If you come to the decision to buy or sell most mutual funds, you could wake up in the morning, contact the fund company or your adviser, process the transaction, and then wait until the end of the day to find out the price you got on the trade.
It's been a longstanding complaint that some investors have about funds; try to bail out at the start of a day when the market is cratering, and you're still strapped in until trading ends, when the fund company prices the fund and makes all transactions for the day.
That may be changing.
Rydex Investments has priced its mutual funds twice a day for about the last six years, but the intra-day pricing was available only for customers making trades directly with Rydex. Last week, Rydex announced that it would be offering twice-a-day pricing to brokerage customers, a move that will expose many more fund investors to intra-day fund prices.
The question for many industry watchers is whether Rydex will be one of few practitioners to take the step, or if intra-day pricing will become more common as the mutual fund world steps up competition with exchange-traded funds.

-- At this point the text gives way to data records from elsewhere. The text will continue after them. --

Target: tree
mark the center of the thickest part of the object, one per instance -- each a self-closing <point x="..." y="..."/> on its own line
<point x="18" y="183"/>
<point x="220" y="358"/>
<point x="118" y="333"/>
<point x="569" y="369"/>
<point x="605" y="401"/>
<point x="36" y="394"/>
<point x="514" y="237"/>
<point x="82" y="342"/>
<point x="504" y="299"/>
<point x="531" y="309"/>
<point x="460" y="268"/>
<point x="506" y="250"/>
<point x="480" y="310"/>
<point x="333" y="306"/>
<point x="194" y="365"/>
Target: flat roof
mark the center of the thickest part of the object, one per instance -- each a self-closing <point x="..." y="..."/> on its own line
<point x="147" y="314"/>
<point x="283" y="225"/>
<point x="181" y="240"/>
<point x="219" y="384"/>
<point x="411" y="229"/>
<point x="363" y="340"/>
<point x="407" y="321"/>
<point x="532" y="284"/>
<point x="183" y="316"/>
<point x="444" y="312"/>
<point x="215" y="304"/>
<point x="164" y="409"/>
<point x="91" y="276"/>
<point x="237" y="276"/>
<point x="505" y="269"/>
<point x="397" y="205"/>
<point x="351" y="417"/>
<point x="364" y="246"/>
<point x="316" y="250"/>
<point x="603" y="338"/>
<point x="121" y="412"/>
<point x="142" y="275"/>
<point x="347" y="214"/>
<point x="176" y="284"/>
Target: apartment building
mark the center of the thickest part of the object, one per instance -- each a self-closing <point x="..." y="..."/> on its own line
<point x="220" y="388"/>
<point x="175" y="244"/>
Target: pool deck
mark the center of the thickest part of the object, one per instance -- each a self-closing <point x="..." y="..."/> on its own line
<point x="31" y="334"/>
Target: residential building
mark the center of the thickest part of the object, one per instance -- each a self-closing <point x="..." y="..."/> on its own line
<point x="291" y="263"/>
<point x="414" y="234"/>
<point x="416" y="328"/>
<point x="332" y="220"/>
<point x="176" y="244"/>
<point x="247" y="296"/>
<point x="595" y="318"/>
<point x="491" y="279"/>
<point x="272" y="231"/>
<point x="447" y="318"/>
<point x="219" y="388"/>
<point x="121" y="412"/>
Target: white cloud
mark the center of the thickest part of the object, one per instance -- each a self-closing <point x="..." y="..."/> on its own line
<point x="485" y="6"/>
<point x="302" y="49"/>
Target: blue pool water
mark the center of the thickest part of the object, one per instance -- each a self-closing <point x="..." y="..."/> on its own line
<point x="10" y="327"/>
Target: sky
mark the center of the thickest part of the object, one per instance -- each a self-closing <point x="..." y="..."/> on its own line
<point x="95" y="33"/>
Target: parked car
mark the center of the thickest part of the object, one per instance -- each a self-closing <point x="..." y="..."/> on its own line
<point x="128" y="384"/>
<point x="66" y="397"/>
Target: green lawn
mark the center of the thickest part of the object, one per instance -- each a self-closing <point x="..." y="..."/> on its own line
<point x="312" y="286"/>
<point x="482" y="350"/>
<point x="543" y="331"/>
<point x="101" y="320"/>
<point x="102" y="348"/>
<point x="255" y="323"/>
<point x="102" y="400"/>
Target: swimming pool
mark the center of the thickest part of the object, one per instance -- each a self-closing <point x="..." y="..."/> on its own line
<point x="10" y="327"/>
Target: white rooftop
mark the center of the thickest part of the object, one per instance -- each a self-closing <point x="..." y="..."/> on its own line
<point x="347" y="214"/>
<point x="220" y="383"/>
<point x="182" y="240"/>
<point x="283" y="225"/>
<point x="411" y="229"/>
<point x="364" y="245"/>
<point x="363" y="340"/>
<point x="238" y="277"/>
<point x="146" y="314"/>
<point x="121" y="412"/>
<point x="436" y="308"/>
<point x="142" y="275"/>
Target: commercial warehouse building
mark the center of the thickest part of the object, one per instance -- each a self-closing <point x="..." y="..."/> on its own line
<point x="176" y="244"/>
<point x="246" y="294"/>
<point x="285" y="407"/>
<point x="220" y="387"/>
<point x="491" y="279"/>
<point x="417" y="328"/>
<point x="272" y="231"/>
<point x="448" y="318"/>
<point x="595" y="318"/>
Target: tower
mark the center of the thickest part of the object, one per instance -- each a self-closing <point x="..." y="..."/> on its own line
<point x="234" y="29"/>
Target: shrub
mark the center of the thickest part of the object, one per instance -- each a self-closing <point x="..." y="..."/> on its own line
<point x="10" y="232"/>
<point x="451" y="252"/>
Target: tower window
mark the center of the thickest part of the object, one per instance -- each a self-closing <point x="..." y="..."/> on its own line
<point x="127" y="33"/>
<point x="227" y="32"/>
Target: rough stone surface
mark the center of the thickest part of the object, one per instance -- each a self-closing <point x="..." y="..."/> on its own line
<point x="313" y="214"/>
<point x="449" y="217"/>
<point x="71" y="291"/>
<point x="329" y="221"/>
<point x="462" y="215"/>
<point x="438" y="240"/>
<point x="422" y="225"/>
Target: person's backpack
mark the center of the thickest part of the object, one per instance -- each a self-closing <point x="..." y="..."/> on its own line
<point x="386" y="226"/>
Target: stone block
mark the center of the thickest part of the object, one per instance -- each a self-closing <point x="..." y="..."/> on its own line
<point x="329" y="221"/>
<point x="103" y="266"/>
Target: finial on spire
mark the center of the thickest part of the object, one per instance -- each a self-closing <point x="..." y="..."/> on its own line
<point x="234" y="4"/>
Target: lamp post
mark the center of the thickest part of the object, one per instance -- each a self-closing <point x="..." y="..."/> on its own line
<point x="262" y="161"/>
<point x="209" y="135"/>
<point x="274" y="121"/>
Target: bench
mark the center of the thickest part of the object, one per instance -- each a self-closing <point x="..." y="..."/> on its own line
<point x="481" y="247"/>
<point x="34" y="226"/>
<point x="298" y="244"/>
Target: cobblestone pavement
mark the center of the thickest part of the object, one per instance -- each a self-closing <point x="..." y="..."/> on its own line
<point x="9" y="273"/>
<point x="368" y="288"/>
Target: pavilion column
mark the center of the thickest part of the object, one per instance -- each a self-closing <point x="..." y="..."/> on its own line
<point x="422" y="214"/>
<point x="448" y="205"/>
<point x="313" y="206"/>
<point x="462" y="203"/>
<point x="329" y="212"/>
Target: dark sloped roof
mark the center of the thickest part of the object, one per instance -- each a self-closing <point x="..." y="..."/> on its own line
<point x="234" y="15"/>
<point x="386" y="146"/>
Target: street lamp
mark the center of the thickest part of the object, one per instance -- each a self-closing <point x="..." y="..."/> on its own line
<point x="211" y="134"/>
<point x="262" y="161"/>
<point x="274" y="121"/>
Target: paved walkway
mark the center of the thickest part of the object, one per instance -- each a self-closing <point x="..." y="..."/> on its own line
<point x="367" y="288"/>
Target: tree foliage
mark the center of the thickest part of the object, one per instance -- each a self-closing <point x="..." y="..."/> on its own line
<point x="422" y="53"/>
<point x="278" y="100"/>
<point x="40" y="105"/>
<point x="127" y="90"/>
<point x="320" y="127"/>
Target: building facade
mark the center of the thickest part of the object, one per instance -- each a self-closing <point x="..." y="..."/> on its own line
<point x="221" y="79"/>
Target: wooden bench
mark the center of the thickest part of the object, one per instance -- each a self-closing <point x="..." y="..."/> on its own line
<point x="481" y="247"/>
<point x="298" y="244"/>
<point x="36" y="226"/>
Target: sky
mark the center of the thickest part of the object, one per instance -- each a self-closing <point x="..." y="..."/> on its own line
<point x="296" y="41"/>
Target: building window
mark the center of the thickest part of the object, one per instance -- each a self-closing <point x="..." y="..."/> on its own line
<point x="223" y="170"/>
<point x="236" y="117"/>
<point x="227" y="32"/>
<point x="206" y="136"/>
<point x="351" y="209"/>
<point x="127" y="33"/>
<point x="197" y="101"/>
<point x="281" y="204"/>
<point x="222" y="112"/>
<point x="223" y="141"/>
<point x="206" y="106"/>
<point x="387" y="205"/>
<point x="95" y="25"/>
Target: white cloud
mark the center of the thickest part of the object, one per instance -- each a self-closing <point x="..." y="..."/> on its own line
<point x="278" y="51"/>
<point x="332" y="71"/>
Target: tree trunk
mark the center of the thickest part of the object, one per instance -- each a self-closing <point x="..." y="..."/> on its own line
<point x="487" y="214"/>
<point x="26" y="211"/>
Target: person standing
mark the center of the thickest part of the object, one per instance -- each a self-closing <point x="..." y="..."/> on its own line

The timing of the Rydex move is curious because it takes place just months after Fidelity Investments gave up on hourly pricing for its line of Select sector funds, noting that the more regular pricing option was not a big feature for investors.
The story is a big deal, however, because of the emergence of exchange-traded funds, which essentially are index funds that trade like stocks, allowing moment-by-moment pricing. ETFs, effectively, are built to be trading vehicles, where a matter of moments or hours may make a big difference on the results of pursuing a short-term tactical allocation strategy. Mutual funds traditionally have been long-term vehicles, where a few hours in limbo becomes inconsequential for an investor who holds the fund for years or decades.
The primary perceived advantages for ETFs have always been low costs and the ability to trade like a stock, along with some secondary tax considerations. The ETF industry has been working to develop actively managed ETFs, which effectively would be like traditional, managed mutual funds except trading on the exchange platform.
Here's where intra-day pricing might come into play.
Rydex, for example, offers both funds and ETFs that are built to be trading vehicles. Kevin McGovern, managing director of mutual funds at the firm, noted that investors want the extra pricing points "because they know, for example, that program traders hit later in the day and the market can move significantly at that point, so having the ability to get out in the morning is almost like an insurance policy, allowing an investor to eliminate an unknown factor. . . . But most mutual fund investors aren't that time-sensitive with the way they get into and out of the average fund."
Fund firms have a different reason to be interested in intra-day pricing, namely that it might stave off ETFs, especially if the Securities and Exchange Commission acts to allow actively managed ETFs.
One common worry for fund managers is the potential for a competitor to make a cheaper, generic version of their best products. If the ABC Focused fund routinely has 25 stocks and carries an expense ratio of 1.0 percent, for example, a shrewd manager could use the fund's disclosures and computer analysis of its price changes to create the XYZ Focused ETF, mimicking the established fund's strategy at about half the cost.
By pricing their flagship funds twice a day, the fund companies make it harder for competitors to get a foot in the door.
"Traditional fund managers are concerned about how actively managed ETFs could come in with a competitive edge," says Geoff Bobroff of Bobroff Consulting in East Greenwich, R.I. "Pricing more often is one way fund firms could respond, trying to keep the ETFs at bay."
That said, more regular pricing comes at a cost and may not solve the problem. Higher costs would give the copycat ETF a bigger cost edge, which would appeal to investors looking to get the same kind of portfolio on the cheap.
Insiders at Fidelity acknowledge that shareholder trading in sector funds was roughly the same as in its other funds. In other words, over years of having hourly pricing available - raising costs slightly in the process - sector-fund investors acted like average buy-and-holders, for whom an hour or two didn't make much difference.
In the end, intra-day trading will likely become the norm for funds for market timers, competing with ETFs that track similar benchmarks. This will give timers and tactical-allocation investors more and better options.